Dawn Damon: Yeah. I love you, honey, but I really miss my dog. But yes, I know that probably sounds like, but yeah, I've always, always, always an animal person. Then in this season of life, it just didn't make practical sense for us because we travel all the time. So new things, a new season.
So in this book, In and Out of Seasons, transitioning through different seasons of our life, being aware is usually always the first step. Pretty much anything, isn't it? Acknowledge where you are and don't deny that you're experiencing and feeling what you're feeling. I'm sure that your book is available on Amazon and all of the usual suspects or they can get it from your website perhaps. But what are you hoping that the reader do, is it for women only? Is it for men and women?
Evelyn Taylor: Well, it is for anyone and I know a big question came up about the cover because there's a female on the cover and a man did ask me, is this book for men too? My audience is women. I know that, confident of that, but the book is also for men because my thoughts are if the woman is happy, then. There you go. You will be happy as a man. So get the book, you know, male or female.
But obviously I want readers to be encouraged by it. I want them to be inspired, and empowered. But most of all, I want them to be comforted, to know that no matter what season of life they're in, whether it be a hard season or not-so-good season or even a good season they're not alone. That there are people who have walked this journey before them. And even if it's just in the pages of the book, I want them to know that I know their story.
I understand I've been there so that they feel some comfort knowing that they're not alone. I think that the number one thing that I want readers to take away from the book is feeling comfortable, comfort, I should say not comfortable, but some comfort and knowing that I am not alone. Here is someone who has been through some seasons of her life and she has continued and is growing and is moving forward. And if she can do it, so can I.
Dawn Damon: Yes, that is a magnificent takeaway. In this world today, don't we need comfort? Don't we need that hope to say, I'm going to make it? There's a lot of anxiety and depression going around, but God is in control of his universe. He's in control. We let not your heart be troubled.
So I'm so thankful that you were with us today. Tell us where we can find you. You do have a Facebook group. Am I right? Where do you talk?
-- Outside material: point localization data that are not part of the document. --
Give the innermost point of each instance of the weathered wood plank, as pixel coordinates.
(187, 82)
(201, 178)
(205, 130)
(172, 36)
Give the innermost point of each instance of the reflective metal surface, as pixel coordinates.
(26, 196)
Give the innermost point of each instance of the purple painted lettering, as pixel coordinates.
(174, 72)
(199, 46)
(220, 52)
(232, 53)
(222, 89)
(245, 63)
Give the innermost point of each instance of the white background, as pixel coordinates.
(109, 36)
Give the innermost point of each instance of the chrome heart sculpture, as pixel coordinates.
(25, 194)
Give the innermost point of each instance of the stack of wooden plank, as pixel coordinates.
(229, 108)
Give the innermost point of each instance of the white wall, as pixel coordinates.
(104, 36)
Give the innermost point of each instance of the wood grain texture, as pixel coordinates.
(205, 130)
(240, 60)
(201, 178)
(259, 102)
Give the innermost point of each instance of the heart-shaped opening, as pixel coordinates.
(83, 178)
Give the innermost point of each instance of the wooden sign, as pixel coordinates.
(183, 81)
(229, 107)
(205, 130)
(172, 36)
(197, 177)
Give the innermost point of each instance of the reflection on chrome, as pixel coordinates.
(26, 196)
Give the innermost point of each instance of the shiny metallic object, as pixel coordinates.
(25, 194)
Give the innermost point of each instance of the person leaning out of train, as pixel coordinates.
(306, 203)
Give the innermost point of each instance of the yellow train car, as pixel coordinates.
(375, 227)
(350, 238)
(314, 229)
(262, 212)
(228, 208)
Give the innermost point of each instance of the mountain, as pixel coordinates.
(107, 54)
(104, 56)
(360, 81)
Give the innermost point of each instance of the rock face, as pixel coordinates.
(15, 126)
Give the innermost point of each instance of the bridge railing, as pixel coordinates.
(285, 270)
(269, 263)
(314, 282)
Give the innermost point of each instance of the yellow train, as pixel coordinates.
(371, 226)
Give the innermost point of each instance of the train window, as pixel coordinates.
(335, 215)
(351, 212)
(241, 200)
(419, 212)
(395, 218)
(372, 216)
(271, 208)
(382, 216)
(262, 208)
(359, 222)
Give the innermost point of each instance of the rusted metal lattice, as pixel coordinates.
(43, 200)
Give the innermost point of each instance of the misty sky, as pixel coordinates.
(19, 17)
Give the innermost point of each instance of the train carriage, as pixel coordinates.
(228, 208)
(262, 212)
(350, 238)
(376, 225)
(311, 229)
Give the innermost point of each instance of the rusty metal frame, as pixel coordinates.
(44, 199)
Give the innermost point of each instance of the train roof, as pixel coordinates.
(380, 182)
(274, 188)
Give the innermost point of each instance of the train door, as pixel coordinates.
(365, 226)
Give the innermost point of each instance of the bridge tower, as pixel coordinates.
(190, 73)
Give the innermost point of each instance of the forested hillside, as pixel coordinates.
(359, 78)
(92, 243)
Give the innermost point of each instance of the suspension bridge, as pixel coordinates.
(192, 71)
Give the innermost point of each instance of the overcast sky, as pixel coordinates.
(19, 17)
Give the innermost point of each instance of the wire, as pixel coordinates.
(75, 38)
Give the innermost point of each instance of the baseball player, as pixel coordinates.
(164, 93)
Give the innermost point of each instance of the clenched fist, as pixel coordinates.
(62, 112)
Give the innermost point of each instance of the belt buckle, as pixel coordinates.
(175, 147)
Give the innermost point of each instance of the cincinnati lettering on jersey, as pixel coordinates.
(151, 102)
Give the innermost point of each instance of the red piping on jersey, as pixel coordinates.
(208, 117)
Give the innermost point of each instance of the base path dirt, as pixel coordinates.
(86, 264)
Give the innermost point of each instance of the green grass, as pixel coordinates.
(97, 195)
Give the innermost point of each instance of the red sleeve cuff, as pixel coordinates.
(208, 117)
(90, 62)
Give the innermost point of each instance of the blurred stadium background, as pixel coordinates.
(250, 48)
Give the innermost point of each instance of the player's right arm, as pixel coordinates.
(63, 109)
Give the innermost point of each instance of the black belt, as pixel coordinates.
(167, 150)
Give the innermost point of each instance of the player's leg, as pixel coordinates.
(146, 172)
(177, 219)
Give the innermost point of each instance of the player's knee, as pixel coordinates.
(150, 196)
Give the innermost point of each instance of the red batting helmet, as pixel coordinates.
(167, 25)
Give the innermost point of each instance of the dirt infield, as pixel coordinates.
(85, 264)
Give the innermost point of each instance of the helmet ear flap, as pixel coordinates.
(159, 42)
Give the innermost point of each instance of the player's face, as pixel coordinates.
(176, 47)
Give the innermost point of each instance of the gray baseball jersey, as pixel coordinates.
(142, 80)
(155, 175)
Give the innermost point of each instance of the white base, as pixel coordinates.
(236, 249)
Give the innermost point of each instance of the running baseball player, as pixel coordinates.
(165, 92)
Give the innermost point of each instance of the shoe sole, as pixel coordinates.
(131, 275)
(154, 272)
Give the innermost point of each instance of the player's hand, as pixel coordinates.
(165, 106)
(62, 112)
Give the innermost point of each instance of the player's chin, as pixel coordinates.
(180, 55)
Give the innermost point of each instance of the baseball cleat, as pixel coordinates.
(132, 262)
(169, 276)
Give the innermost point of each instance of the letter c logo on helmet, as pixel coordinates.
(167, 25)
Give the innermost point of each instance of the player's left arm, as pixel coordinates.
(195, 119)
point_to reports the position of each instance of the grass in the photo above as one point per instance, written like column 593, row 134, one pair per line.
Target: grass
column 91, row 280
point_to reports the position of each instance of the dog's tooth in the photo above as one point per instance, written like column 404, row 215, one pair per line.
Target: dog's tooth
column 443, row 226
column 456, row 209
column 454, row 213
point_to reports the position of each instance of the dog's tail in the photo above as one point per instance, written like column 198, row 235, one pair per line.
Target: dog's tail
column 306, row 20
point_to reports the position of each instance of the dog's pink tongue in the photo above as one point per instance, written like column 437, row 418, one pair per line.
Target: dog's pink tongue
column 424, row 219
Evelyn Taylor: I do have a Facebook group. It's called the Value of the Season. I started this group probably about six years ago because I knew that there were other people struggling, trying to move from hard seasons. I wanted to reach out to them and let them know that there's value in every season. There's something to be learned from what we were talking about earlier. And so not minimize that, but embrace where they are and learn all they can while they're there. And that is a group that I started, but if people want to reach me, my website is evelynjtaylor.org. The book is available via Amazon or online bookstores, or if you don't see it in your bookstore, they can get it for you there. My Facebook page is Dr. Evelyn Johnson Taylor.
Dawn Damon: My guest today is Dr. Evelyn Johnson Taylor. Thank you so much for being with us on the Bravehearted Woman.
You are a bravehearted woman. Any last word to our listeners?
Evelyn Taylor: Well, thank you, Dawn, for having me. I appreciate that, but I would like to just encourage those who are listening to let them know that the plan that God has for your life remains intact. It doesn't change just because the seasons change. God is steady. He's steadfast, unmovable. So just remain faithful and he will give you direction and clarity of the next steps for you.
Dawn Damon: Double amen. Yes and Amen. Hallelujah. I feel like we should take an offering now. I feel like I've been in church.
Oh, you beautiful, bravehearted women. Thank you so much for joining me. This is Dawn Damon, Braveheart mentor, and I am going to leave you like I always do. This is your moment to find your brave and live your dreams!